Gaelic football, camogie and the warrior sport of hurling are all being digitised, with every move and skill from the puck out to the hand pass being captured by the same kind of motion-capture technology Hollywood uses in films like The Hobbit.
Clubs and players all over the world will be able to take lessons from the best as part of a huge research programme to capture the games and teach the skills, and players will also be able to play against their sporting hero.
But it’s not just confined to the professionals, as Noel O’Connor of DCU explains.
The €2m, EU-funded project will also have a scaled-down version that players can use on themselves, and see their own performance.
The technology is the same as that used to replicate artefacts in museums so they can be seen in 3D, turned around and viewed from every angle by people accessing their website.
But this is the first time cutting edge mo-cap technology is being used to capture sport as a cultural heritage.
There are around 3,000 traditional sports and games in Europe alone, but many are in decline or being lost.
The GAA, DCU, and the Insight Centre for Data Analytics, are three of the eight partners from five countries working on the project, which covers Irish traditional sports and the five variations of the Basque handball game called Pelota.
They are half-way through the three-year RePlay project and this week marks an important phase with four of the best players spending time in Oxford’s Audiomotion studies, with their every move captured by technologies from Vicom.
The four are Limerick hurler Gavin O’Mahony; Monaghan ladies footballer Caoimhe Mohan; Limerick camogie player Caoimhe Costelloe; and Michael Newman from Meath footballers.

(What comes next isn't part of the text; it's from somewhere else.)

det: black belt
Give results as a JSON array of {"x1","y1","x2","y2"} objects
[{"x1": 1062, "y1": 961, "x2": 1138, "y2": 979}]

They are wearing skin-tight clothing with infra-red reflectors and every movement is caught by about 20 infra-red cameras.
After this, they plan to map the moves of the past greats of the sport using video from the archives.
Basque and Gaelic sports are two of the few traditional sports that act as social and community pillars, and the strength of their traditions and their resistance to decline should help other sports survive, said Maria Teresa Linaza, from Vicomtech-IK4 in Spain, who are partners in the project.